By a vote of 77-59, the House rejected an effort to include a civil commitment provision in the legislation.
VPR’s Bob Kinzel reports:
(Kinzel) There was very little debate over the merits of the basic legislation being proposed by the House Judiciary committee.
The bill increases minimum sentences for people convicted of sexual assault and includes a life sentence for these crimes. This allows the state to keep dangerous criminals in jail indefinitely if they don’t participate in treatment programs, violate conditions of their release or if they’re judged to be a high risk to public safety.
The legislation also expands special investigative units throughout the state, increases prevention efforts and makes treatment programs available to virtually all sex offenders.
House Judiciary chairman Bill Lippert said the bill is a comprehensive approach to a difficult issue.
(Lippert) “We truly believe when you hear these proposals and you adopt these proposals Vermont will be set on a new path to ending sexual violence in the state of Vermont. These proposals are comprehensive they prepare us for a new day in ending sexual violence.”
(Kinzel) The real debate came over an amendment that would allow the state to keep people, who are currently in jail, in custody after their sentence is over, if the person is deemed to pose a significant risk to public safety. It’s a process known as civil commitment.

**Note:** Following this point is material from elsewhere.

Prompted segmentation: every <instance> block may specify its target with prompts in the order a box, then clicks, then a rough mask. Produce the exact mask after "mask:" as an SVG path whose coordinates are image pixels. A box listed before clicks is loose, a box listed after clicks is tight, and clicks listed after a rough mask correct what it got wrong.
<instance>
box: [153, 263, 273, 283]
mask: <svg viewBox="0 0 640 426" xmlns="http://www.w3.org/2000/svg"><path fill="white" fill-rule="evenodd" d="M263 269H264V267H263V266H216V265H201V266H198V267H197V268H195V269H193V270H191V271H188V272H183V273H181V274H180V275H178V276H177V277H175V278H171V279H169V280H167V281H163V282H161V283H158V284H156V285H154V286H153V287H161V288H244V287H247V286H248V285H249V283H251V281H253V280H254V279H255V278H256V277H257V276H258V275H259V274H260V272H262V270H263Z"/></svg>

Rutland Rep. Tom DePoy is the sponsor of the amendment. He says the original bill doesn’t go far enough to protect the public:
(DePoy) “It doesn’t address the violent sex offenders scheduled to be released into one of our communities in this state in a few short years of the future. And I’ve heard of no alternate proposal that would deal with these people. Do you want these guys going into your community with just a warning?”

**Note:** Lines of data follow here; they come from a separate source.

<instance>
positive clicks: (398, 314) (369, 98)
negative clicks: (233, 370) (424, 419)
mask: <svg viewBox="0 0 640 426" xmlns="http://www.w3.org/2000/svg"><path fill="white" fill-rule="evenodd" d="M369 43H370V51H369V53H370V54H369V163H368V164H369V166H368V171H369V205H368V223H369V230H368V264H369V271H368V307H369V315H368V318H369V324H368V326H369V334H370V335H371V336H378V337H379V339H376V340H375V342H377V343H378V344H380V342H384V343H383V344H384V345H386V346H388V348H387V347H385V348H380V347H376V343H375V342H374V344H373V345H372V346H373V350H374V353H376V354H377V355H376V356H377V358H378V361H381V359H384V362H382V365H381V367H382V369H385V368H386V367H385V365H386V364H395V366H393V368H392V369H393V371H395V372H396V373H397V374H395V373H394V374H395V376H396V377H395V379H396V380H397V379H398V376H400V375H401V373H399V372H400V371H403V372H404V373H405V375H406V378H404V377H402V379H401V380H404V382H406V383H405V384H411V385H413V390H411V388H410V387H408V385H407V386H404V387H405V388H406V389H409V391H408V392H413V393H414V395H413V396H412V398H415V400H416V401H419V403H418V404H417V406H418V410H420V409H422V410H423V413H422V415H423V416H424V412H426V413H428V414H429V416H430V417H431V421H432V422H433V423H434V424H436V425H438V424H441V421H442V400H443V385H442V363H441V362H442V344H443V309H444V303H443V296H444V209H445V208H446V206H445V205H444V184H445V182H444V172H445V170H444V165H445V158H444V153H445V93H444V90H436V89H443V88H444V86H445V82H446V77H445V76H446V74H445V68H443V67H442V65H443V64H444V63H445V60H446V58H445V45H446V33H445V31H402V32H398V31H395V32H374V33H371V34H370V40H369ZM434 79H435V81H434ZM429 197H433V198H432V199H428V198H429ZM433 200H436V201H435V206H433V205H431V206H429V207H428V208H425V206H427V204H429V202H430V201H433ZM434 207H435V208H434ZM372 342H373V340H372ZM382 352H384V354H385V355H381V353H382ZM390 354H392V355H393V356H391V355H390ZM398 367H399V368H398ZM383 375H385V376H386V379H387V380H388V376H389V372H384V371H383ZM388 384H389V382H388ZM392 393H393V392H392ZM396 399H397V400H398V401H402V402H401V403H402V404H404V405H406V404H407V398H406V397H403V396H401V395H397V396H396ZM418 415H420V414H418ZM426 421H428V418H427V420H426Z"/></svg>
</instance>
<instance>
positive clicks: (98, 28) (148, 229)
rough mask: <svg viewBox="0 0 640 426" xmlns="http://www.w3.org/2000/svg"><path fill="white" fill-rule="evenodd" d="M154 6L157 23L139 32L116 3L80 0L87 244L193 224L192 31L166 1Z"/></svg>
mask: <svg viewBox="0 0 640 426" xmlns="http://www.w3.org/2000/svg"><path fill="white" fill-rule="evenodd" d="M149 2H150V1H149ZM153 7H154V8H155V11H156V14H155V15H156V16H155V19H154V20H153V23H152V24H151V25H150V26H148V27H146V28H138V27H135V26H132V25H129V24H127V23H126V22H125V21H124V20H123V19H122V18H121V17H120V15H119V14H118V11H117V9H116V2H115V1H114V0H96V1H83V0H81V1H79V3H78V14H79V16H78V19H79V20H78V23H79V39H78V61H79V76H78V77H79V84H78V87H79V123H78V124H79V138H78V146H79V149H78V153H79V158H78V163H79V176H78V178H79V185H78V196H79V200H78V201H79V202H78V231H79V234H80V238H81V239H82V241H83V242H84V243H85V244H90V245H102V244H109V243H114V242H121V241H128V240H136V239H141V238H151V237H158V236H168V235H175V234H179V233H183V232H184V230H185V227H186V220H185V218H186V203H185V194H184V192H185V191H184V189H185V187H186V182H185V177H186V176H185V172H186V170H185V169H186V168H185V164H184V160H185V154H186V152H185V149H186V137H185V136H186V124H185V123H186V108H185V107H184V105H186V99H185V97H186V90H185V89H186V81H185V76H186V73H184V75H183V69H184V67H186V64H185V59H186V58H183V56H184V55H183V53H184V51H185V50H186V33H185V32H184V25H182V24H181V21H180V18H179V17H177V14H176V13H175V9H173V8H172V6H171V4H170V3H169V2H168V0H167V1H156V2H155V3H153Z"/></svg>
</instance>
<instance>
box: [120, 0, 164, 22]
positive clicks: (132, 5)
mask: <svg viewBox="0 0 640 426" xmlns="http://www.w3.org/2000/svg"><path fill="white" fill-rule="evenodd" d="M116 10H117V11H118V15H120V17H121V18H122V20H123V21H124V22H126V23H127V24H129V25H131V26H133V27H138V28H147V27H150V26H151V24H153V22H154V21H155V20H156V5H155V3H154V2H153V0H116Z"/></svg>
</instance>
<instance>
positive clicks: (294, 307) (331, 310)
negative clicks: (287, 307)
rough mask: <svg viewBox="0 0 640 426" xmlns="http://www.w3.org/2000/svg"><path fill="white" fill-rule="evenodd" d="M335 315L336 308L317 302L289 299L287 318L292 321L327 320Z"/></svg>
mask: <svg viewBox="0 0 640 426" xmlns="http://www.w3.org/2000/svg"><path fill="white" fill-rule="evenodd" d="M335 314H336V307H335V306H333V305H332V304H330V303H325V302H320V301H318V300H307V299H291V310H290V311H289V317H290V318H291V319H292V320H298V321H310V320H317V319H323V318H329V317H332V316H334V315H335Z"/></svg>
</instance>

(Kinzel) Opponents of the amendment argued the plan was an effort to keep people in jail for a crime that they might commit in the future. Northfield Rep. Ann Donahue:
(Donahue) “This is simply about what is right and wrong for us here in Vermont. Imprisoning someone on the basis of the fears of a crime they might commit in the future assaults the very essence of our commitment to a just society. This is wrong. I urge you to vote your conscience on our fundamental rights in free nation, established more than 200 years ago not to react to a public fear of the day.”
(Kinzel) The measure will now come up final approval in the House on Wednesday.
For Vermont Public Radio I’m Bob Kinzel in Montpelier.